The saga of Health Secretary Michael Matheson’s iPad bill continues to grab the interest of our readers.

Yesterday, two of our readers came to his defence after the news that he was to pay back the near-£11,000 sum out of his own pocket.

Read those letters here 👈

Today, however, a correspondent argues that there are still questions for Mr Matheson to answer – as there are for the SNP.

George Rennie of Inverness writes:

"Two of your regular SNP-supporting correspondents are quick to paint Michael Matheson as a paragon of virtue for repaying the £11,000 he claimed on expenses for use of an iPad while on holiday in Morocco. However, they do not attempt to address the serious questions that remain unanswered over this issue.

First, Mr Matheson was reckless. He had been notified that the SIM card in his iPad needed changed. He was required to let the parliamentary authorities know he was intending to use it outside Europe. He did neither.

Secondly, why did he not use WiFi which was presumably available in his holiday accommodation?

Next, there is no evidence what online activities resulted in such an astronomic bill. We simply have Mr Matheson’s own assertion that it was used for legitimate purposes, a position that the parliamentary authorities appear to have accepted without seeking evidence to support it.

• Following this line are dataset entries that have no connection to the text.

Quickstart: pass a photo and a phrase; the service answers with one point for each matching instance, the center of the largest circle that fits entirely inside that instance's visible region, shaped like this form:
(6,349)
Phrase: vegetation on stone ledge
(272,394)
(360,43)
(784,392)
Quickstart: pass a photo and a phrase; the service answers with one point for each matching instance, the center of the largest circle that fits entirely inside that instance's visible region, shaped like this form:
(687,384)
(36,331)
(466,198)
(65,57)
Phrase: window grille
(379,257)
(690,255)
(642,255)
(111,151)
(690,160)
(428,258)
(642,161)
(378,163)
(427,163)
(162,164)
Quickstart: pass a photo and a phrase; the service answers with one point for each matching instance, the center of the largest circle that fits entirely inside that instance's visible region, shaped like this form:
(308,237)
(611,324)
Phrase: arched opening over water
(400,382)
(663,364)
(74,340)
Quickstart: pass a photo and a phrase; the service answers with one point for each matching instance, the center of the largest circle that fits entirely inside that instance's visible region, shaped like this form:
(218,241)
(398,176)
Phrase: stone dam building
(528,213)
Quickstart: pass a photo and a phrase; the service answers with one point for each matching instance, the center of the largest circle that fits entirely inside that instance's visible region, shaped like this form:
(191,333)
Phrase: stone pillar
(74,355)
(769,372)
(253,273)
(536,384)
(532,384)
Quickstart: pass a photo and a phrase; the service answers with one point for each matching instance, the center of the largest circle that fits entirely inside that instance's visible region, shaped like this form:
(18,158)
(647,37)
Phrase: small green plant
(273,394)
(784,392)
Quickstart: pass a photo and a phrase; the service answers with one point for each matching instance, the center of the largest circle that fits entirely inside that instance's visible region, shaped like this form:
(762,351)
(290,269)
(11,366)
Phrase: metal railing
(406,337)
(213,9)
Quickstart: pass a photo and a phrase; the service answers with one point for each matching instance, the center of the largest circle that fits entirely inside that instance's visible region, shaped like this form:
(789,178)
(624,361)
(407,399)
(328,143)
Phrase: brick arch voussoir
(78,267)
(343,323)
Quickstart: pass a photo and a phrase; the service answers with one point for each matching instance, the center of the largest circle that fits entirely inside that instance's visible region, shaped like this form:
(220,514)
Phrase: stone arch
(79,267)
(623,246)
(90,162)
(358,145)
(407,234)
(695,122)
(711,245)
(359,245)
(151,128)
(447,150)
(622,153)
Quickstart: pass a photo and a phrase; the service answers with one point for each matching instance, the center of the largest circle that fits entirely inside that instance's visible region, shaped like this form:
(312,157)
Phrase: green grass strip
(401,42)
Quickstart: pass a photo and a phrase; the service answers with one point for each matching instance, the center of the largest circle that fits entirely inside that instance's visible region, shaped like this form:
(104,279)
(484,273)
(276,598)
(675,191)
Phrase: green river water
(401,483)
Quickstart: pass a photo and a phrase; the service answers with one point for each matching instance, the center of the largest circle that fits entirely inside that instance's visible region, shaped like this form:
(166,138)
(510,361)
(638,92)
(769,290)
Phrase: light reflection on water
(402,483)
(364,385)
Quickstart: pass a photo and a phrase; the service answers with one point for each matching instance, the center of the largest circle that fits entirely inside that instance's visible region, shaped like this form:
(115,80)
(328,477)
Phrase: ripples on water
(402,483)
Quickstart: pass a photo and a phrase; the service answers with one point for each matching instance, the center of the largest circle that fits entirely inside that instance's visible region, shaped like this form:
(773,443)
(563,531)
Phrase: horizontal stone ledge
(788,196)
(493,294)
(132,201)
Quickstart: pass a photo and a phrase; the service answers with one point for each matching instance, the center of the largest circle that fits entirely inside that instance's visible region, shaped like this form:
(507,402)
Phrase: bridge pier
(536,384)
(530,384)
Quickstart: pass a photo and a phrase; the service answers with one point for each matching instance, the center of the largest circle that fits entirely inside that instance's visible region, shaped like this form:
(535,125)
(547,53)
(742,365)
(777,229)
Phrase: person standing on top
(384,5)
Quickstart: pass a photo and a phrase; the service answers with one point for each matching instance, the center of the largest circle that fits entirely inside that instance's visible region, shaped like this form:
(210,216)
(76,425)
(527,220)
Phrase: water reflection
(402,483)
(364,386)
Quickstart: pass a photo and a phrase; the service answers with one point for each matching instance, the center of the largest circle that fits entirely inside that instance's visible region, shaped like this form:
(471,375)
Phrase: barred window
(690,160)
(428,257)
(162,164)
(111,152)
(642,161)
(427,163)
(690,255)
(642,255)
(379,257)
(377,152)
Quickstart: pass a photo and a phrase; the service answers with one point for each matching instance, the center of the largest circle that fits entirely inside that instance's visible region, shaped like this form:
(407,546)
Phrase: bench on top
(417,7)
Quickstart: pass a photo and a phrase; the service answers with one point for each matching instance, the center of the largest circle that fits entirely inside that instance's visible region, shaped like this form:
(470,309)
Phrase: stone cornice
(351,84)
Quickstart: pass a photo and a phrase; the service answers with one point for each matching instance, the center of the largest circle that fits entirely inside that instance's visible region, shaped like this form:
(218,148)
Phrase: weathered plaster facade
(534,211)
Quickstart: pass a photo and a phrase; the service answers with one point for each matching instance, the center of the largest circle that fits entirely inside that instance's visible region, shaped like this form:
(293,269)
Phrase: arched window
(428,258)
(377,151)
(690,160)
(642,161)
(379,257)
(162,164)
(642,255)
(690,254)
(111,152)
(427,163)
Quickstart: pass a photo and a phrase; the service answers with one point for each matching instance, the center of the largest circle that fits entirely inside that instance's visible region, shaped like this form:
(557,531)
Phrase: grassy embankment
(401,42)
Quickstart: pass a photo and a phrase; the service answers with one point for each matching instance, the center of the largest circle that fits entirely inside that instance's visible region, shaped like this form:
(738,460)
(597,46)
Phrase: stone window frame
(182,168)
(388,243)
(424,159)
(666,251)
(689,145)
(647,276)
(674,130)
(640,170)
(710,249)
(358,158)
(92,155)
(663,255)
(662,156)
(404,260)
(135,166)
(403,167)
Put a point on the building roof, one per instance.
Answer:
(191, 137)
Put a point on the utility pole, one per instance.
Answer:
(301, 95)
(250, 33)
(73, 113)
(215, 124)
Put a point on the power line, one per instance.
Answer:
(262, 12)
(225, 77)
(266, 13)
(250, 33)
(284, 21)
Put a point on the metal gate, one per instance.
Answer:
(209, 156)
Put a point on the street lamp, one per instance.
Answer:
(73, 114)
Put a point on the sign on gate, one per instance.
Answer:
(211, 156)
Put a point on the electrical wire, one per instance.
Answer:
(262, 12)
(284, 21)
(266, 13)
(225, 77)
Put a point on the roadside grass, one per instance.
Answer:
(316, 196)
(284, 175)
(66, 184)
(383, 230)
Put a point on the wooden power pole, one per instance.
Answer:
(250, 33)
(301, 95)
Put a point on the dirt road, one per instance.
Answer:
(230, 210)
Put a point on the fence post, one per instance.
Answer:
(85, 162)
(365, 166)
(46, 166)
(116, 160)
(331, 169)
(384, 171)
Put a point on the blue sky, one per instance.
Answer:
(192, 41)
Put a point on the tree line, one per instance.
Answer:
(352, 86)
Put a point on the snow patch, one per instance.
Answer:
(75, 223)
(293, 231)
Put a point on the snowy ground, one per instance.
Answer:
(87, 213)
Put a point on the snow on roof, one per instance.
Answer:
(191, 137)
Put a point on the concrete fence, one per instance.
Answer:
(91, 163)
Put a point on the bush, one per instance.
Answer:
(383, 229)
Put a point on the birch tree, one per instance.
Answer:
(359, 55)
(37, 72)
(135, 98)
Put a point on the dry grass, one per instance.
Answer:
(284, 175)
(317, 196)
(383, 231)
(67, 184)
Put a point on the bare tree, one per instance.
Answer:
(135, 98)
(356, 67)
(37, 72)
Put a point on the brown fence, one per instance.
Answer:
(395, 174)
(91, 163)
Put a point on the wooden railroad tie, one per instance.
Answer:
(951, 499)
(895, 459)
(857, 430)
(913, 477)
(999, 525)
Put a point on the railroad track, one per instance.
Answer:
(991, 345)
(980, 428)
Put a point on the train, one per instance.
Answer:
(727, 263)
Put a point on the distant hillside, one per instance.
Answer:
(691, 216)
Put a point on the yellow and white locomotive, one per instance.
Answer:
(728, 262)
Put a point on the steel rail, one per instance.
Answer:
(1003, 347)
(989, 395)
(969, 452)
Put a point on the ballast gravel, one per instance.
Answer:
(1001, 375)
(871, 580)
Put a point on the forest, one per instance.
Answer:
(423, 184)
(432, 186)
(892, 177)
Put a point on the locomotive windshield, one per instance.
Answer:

Finally, he chose to reclaim the whole amount as an expense and this was approved by the parliamentary authorities despite there being a policy that such claims should be capped at £200.

This is a long list of unanswered questions for both Mr Matheson and the parliamentary authorities.

In 2005 following questions which had arisen over the then Conservative leader’s taxi expenses, David McLetchie resigned. In response, an SNP spokesman said: “MSPs are accountable for the use of public money. Given the long list of unanswered questions about his expenses, Mr McLetchie’s position has become untenable, and so resignation was the only appropriate course of action.”

Why does the SNP now considered it to be acceptable for Mr Matheson to belatedly offer to pay back the expenses claimed rather than resigning?”